A Central de Trabalhadores da Bolívia (COB, na sigla em espanhol) e o governo boliviano chegaram a um acordo para o reajuste dos salários nesta terça-feira (24). O aumento no salário mínimo será de 5,85% enquanto o salário-base aumentará 3%. O anúncio foi feito pelo presidente Luis Arce ao lado dos dirigentes sindicais. Com o reajuste, o salário mínimo passa a ser de 2.500 pesos bolivianos (R$ 1.866,90 na cotação atual).
O reajuste foi anunciado depois de semanas de negociação entre a central sindical e o governo. O grupo que representa os trabalhadores da Bolívia queria um aumento de 8% no salário mínimo e 7% no salário-base. Durante o anúncio, o presidente Luis Arce agradeceu a “maturidade” da central sindical de entender o momento econômico do país e disse que os salários vão valer desde janeiro e serão pagos de maneira retroativa a partir de maio.
“Com estes aumentos, temos a certeza de que a economia não só se manterá estável, como continuará a crescer, apesar dos efeitos externos e internos no país, continua a avançar e a crescer”, disse Arce.
Em seu discurso, ele ainda disse que a questão deve ser discutida de maneira “racional” e não ter como base “os caprichos de ninguém”. Ao lado de Luís Arce estava o secretário-executivo da COB, Juan Carlos Huarachi. O dirigente sindical afirmou que a proposta da central foi “saudável” e que o governo respondeu a situação econômica nacional.
O cientista político e professor da Universidade Mayor de San Andrés Marcelo Arequipa disse ao Brasil de Fato que o consenso sobre o salário não foi simples. De acordo com ele, Arce é considerado um governo que tem em sua base de apoio organizações sociais, o que é usado pela oposição para criticar medidas que aumentem os gastos do governo. O pedido também ficou acima do esperado pelo governo, já que a inflação anual na Bolívia terminou em 3,1% em março.

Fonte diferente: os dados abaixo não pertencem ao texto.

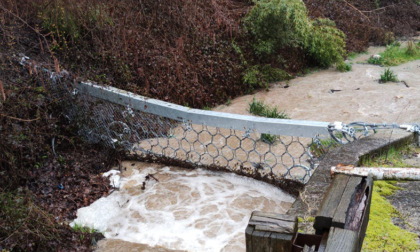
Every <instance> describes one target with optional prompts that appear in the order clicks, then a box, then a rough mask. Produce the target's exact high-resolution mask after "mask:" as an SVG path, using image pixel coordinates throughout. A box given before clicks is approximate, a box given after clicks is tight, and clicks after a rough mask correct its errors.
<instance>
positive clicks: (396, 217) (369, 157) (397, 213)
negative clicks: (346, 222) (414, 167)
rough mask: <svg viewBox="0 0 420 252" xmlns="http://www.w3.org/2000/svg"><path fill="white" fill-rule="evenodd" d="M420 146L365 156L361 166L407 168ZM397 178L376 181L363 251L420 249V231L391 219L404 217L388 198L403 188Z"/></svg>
mask: <svg viewBox="0 0 420 252" xmlns="http://www.w3.org/2000/svg"><path fill="white" fill-rule="evenodd" d="M418 151H419V149H418V148H417V147H415V146H413V145H406V146H402V147H399V148H390V149H388V150H386V151H385V152H383V153H379V154H378V155H376V156H373V157H372V156H371V157H365V158H364V159H362V161H361V165H362V166H371V167H408V165H407V164H405V163H404V158H407V157H409V156H411V155H413V154H415V153H418ZM395 184H396V182H395V181H374V186H373V192H372V203H371V209H370V215H369V225H368V227H367V230H366V237H365V239H364V242H363V248H362V251H417V250H418V249H419V245H418V244H417V243H416V238H417V234H415V233H412V232H410V231H408V230H404V229H402V228H400V227H399V226H396V225H394V223H393V221H392V218H401V219H403V216H402V215H401V214H400V213H399V212H398V211H397V210H396V209H395V208H394V207H393V206H392V204H391V203H390V202H389V201H388V200H387V198H386V197H389V196H391V195H392V194H394V193H395V192H396V191H397V190H401V189H402V188H400V187H398V186H395Z"/></svg>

“Se assume que Arce forma parte das organizações sociais no país. Então, ao formar parte disso, sempre está sujeito a como tentar racionalizar os pedidos que muitas vezes são maximizados. Pediram uma porcentagem muito grande de reajuste. Essa racionalização também tem que propor uma alternativa. Todos os anos a Bolívia tem reajuste”, afirmou Arequipa.

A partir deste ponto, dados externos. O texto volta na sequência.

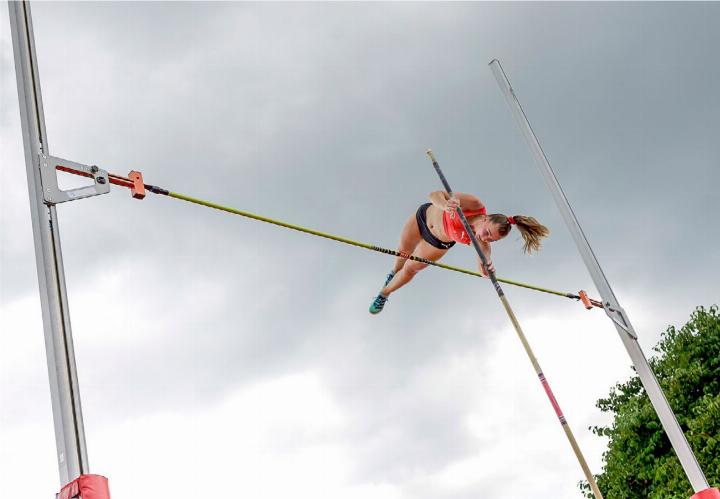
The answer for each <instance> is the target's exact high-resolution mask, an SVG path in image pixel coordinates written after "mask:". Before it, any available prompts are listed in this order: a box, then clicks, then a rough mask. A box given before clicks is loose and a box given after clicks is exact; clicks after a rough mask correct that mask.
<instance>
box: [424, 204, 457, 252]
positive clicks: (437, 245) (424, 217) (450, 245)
mask: <svg viewBox="0 0 720 499" xmlns="http://www.w3.org/2000/svg"><path fill="white" fill-rule="evenodd" d="M431 204H432V203H425V204H422V205H420V208H418V211H417V212H416V213H415V220H417V222H418V229H420V235H422V236H423V239H425V240H426V241H427V242H428V244H430V245H431V246H435V247H436V248H437V249H450V248H452V247H453V246H455V241H450V242H449V243H446V242H445V241H441V240H440V239H438V238H437V237H435V236H433V234H432V232H430V228H429V227H428V226H427V209H428V206H430V205H431Z"/></svg>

O aumento dos salários também tem um pano de fundo político. O partido do presidente, Movimento ao Socialismo (MAS), passa por uma disputa interna que envolve o atual chefe do Executivo e o ex-presidente Evo Morales. Esse embate interno começou quando Evo voltou à Bolívia em 2020, após passar um ano exilado na Argentina por conta do golpe de Estado que levou à derrubada de seu governo, em 2019.

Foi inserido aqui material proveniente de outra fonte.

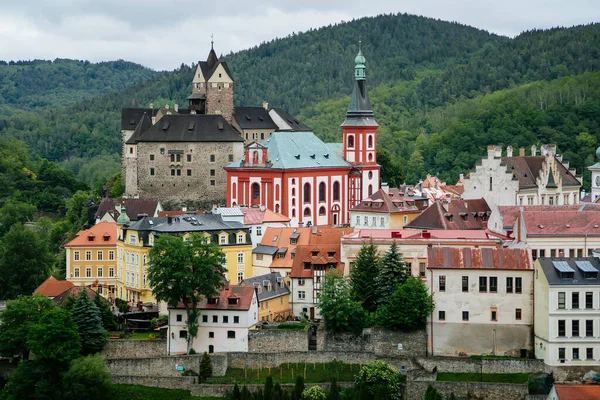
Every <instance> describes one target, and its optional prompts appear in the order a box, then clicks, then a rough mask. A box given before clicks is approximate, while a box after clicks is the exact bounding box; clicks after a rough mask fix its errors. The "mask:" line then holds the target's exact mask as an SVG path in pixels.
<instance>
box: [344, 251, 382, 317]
mask: <svg viewBox="0 0 600 400" xmlns="http://www.w3.org/2000/svg"><path fill="white" fill-rule="evenodd" d="M378 265H379V254H378V253H377V247H375V245H374V244H373V240H370V241H369V243H368V244H367V243H363V245H362V247H361V248H360V250H359V251H358V254H357V256H356V260H354V264H353V265H352V270H351V271H350V282H351V284H352V296H353V297H354V299H355V300H356V301H358V302H360V303H361V305H362V306H363V308H364V309H365V311H368V312H375V311H376V310H377V282H376V279H377V274H378V272H379V268H378Z"/></svg>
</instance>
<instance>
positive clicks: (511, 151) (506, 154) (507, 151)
mask: <svg viewBox="0 0 600 400" xmlns="http://www.w3.org/2000/svg"><path fill="white" fill-rule="evenodd" d="M506 157H512V146H507V147H506Z"/></svg>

Evo começou a criticar as medidas do governo e chegou a dizer que não havia mais ministros do MAS e segeriu que o presidente deu uma guinada à direita. Os apoiadores de Luís Arce respondem afirmando que a postura da liderança histórica do MAS pretende rachar o governo para que ele volte ao poder.
As eleições da Bolívia serão em 2025 e Evo Morales não poderá ser candidato. O Tribunal Constitucional Plurinacional da Bolívia decretou em dezembro de 2023 que presidentes e vice-presidentes só poderiam exercer o cargo por dois mandatos, de forma seguida ou não. Essa era uma lacuna que já existia na Constituição boliviana. Antes, a Carta Magna afirmava que o presidente não poderia exercer o cargo por mais de dois mandatos, mas não especificava se eram seguidos ou não. Com a sentença judicial 1010, Evo Morales, que foi presidente por quatro mandatos, não poderia voltar ao poder.
Segundo Arequipa, o aumento dos salários também entra nesse jogo político como uma “resposta” às críticas de que o governo de Arce tem uma postura “neoliberal”.
“Tem um peso político porque Evo tenta dizer com a oposição que estamos em crise e que Lucho é um governo neoliberal. E isso é uma forma de resposta, porque o discurso é de que, se fosse um governo neoliberal, estaria mais próximo aos empresários. Então quebra politicamente essa ideia”, afirma o professor.